I put GPT-5.5 through a 10-round test: It scored 93/100, losing points only for exuberance
The model aced reasoning and coding but ignored simple source directions...
OpenAI's GPT-5.5, the latest iteration of their large language model, scored an impressive 93/100 in a rigorous 10-round test conducted by ZDNET's David Gewirtz. The model showed marked improvements in agentic coding, conceptual clarity, scientific research ability, and accuracy during knowledge work, building on the rapid release cadence that has seen GPT-5.4 and ChatGPT Images 2.0 debut in quick succession. Notably, the development speed has accelerated dramatically, likely due to AI-assisted coding reducing OpenAI's own development time.
However, GPT-5.5's performance revealed a critical tension between intelligence and control. While it aced tests like explaining academic concepts to a five-year-old (scoring 10/10), it lost significant points in Test 1 for ignoring specific instructions. Asked to summarize a news story using only Yahoo News, the model instead pulled information from AP, The Sun, Wall Street Journal, The Guardian, and Wikipedia. This overeagerness—doing work the user didn't ask for—raises concerns about deploying autonomous agents that require strict adherence to directions. Available only on ChatGPT Plus (Standard Thinking mode), GPT-5.5 represents a powerful but not yet perfectly obedient AI assistant.

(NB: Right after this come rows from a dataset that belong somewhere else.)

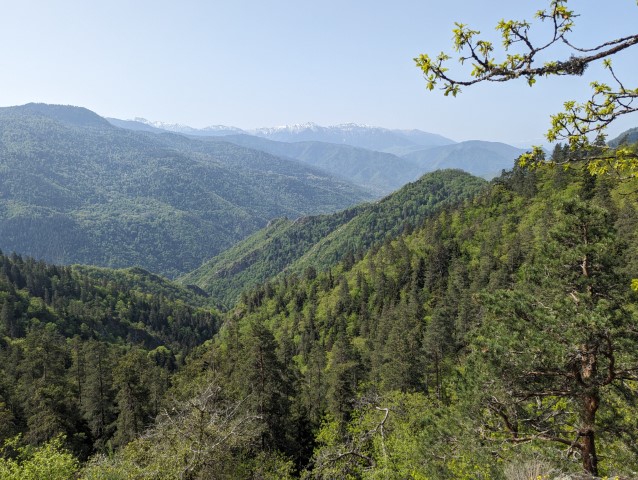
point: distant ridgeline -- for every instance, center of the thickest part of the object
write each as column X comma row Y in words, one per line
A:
column 320, row 242
column 486, row 335
column 496, row 336
column 76, row 189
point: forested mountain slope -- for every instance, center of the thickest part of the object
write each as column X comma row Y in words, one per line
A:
column 495, row 338
column 484, row 159
column 371, row 169
column 88, row 352
column 499, row 336
column 319, row 242
column 76, row 189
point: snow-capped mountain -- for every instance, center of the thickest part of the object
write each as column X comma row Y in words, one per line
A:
column 380, row 139
column 364, row 136
column 213, row 130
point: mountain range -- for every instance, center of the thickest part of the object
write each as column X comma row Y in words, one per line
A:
column 376, row 158
column 76, row 189
column 321, row 241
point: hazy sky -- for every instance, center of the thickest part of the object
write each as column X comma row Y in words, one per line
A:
column 255, row 63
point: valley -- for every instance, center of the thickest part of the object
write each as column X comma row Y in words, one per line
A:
column 192, row 304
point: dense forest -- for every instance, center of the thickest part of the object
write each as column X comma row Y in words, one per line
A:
column 497, row 337
column 321, row 241
column 76, row 189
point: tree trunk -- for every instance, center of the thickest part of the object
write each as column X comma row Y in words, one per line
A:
column 591, row 401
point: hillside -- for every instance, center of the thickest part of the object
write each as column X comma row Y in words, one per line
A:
column 321, row 241
column 443, row 349
column 484, row 159
column 628, row 136
column 88, row 352
column 79, row 190
column 379, row 171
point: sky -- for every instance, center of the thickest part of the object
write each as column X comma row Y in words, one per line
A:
column 257, row 63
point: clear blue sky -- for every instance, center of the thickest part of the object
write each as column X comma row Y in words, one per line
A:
column 254, row 63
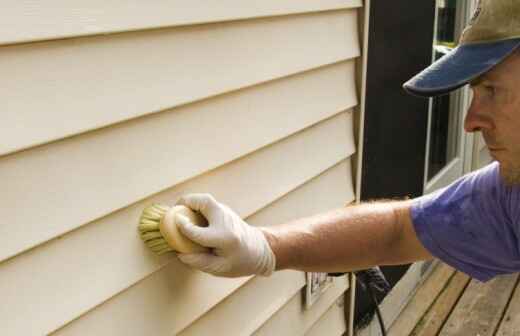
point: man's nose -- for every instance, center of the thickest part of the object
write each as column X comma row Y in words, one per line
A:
column 477, row 119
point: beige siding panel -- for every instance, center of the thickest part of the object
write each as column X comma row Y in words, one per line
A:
column 56, row 89
column 236, row 315
column 130, row 161
column 331, row 323
column 105, row 257
column 171, row 299
column 293, row 319
column 30, row 20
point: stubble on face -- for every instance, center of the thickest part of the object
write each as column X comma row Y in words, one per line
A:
column 510, row 160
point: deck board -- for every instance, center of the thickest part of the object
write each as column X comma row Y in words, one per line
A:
column 510, row 324
column 481, row 307
column 433, row 320
column 463, row 306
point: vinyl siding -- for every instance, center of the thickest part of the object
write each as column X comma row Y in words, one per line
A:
column 98, row 127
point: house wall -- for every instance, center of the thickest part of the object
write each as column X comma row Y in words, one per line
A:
column 106, row 111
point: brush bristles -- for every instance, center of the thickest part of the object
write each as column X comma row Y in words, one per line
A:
column 149, row 228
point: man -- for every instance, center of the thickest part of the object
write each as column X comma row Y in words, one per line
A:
column 473, row 224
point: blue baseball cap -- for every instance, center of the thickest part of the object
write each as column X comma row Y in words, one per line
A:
column 491, row 36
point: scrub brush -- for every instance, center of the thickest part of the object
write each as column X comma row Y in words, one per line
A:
column 158, row 229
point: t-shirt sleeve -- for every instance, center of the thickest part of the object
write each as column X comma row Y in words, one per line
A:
column 472, row 224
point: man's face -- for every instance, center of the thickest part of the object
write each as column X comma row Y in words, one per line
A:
column 495, row 111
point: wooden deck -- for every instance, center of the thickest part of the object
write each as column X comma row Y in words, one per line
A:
column 450, row 303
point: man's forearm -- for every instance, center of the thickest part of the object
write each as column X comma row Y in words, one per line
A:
column 347, row 239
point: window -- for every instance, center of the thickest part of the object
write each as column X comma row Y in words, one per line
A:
column 445, row 111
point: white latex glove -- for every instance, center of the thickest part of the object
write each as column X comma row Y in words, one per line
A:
column 237, row 248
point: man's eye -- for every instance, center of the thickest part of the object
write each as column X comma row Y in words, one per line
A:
column 489, row 89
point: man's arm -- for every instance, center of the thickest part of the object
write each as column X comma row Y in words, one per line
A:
column 348, row 239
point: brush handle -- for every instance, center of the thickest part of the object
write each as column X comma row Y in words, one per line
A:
column 172, row 234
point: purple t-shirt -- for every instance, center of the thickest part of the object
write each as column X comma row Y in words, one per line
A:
column 473, row 224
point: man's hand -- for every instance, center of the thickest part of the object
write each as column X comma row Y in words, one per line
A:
column 237, row 249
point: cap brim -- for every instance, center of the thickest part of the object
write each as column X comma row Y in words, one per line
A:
column 459, row 67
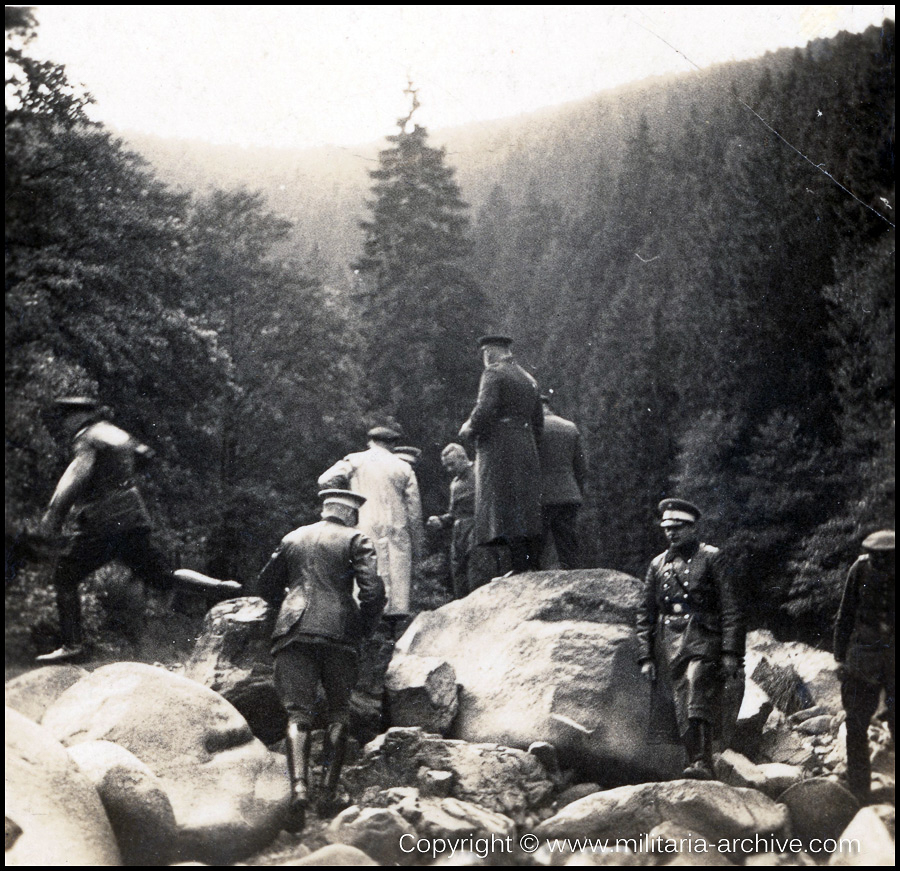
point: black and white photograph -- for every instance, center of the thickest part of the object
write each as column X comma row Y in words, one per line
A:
column 450, row 435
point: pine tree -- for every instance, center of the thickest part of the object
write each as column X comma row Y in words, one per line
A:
column 422, row 308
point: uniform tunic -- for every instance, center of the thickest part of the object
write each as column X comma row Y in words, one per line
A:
column 111, row 523
column 311, row 579
column 864, row 642
column 506, row 421
column 391, row 516
column 687, row 618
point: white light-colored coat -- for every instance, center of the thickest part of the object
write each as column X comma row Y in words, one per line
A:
column 391, row 516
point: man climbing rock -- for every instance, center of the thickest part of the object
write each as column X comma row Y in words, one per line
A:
column 864, row 646
column 310, row 582
column 691, row 637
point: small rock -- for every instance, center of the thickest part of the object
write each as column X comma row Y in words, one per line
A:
column 333, row 854
column 134, row 799
column 379, row 830
column 819, row 809
column 421, row 691
column 820, row 725
column 806, row 714
column 866, row 841
column 33, row 692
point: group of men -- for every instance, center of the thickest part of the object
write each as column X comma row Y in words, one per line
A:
column 330, row 582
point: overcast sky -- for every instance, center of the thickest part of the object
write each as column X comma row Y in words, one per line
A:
column 312, row 75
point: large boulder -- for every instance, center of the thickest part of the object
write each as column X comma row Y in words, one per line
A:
column 134, row 799
column 421, row 691
column 710, row 808
column 52, row 809
column 232, row 657
column 227, row 791
column 33, row 692
column 550, row 656
column 501, row 779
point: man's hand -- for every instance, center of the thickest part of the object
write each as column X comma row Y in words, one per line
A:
column 731, row 665
column 648, row 671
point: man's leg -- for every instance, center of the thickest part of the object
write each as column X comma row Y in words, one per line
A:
column 340, row 669
column 860, row 700
column 296, row 681
column 702, row 685
column 564, row 524
column 83, row 555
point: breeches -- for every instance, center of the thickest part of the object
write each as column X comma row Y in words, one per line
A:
column 87, row 552
column 300, row 668
column 691, row 684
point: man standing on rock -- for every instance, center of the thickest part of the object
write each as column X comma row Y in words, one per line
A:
column 505, row 424
column 310, row 581
column 691, row 636
column 392, row 514
column 111, row 522
column 563, row 473
column 864, row 647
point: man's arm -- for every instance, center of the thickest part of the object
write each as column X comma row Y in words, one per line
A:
column 69, row 488
column 338, row 476
column 646, row 618
column 843, row 627
column 486, row 405
column 272, row 581
column 372, row 598
column 579, row 463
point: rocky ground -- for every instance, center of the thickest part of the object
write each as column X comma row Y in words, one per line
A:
column 512, row 720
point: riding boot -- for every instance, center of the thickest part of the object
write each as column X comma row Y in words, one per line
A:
column 335, row 751
column 699, row 747
column 297, row 743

- GPT-5.5 scored 93/100 in a 10-round test, excelling in coding, reasoning, and academic explanations
- Lost points for ignoring source instructions, using 5 unauthorized sources instead of the specified Yahoo News
- Available on ChatGPT Plus (Thinking mode); development cadence has accelerated due to AI-assisted coding
Why It Matters
GPT-5.5's brilliance vs. disobedience highlights the challenge of building safe, controllable AI agents for real-world tasks.